Tuesday, November 30, 2010

Desperation and the Autocrat

From the comfort of my partially-taxpayer funded university library, I am fortunate to be able to ponder the meaning of "power" and its implications over my life. This week, however, I've given some thought to an Orwellian world that seems to be the creation of psychologially unbalanced movie script writers. Yet that world truly existed for 29 years under the autocratic rule of Ioseb Jughashvili, soon to be known to all as Josef Stalin. As I read Mancur Olson's analysis of the most successful autocracy in modern history, I aksed myself over and over, how did the 5'5" son of a cobbler from rural Georgia incentivize enough individuals to willingly support and maintain a system which murdered many millions of farmers, military(!) and ethnic minorities, then take the possessions of all who remained?

It turns out that Stalin the stationary bandit had quite a criminal pedigree before the Revolution as a literal bank robber, protection racketeer, kidnapper for ransom and counterfeiter with some fellow Bolsheviks. Tellingly, he temporarily quit the Bolshevik party over its ban on bank robberies. There is some debate whether tsarist oppression drove Stalin to such activity or whether it merely provided good opportunities for violent behavior, but his aggressiveness and ruthlessness were notable before he turned 20. To the extent that humans act on incentives, and that all action is based upon the desire to remove some dissatisfaction, Stalin's situation must have been horribly unsatisfactory, and only control of others by force satisfied him. Here, though, was the man at the end of the revolution with the greatest capacity for violence.

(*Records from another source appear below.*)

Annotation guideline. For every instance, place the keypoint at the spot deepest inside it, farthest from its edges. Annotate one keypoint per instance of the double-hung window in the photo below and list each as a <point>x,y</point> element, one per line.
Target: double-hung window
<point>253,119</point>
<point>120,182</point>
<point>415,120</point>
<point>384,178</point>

Apparently there was very little resistance within the Politburo or upper eschelons of the Red Army, which encouraged Josef Stalin to continue a reign of terror that culminated in full "state" control and decades of fear and poverty. With so little wealth available, his approval of funds for the construction of hospitals, factories and roads provided representative members of the Congress of Soviets with a little pork to send back to their starving constituency. Through an unprecedented propanda effort, the citizenry were led to believe that Stalin's efforts kept them safe from a reemergence of old imperialists or another invasion from any European power. Without access to any other source of information, and with the threat of imprisonment or death always overshadowing the urge to speak freely, there was little opportunity to upset this tighly-run extortion racket. And with any perception of disloyalty, Stalin successfully incentivized those immediately below him to remove the threat violently. In this context, I suspect that Russians and other nationalities in the former USSR still have a far greater understanding than we Americans do of how power can be wielded against, though in the name of, the people.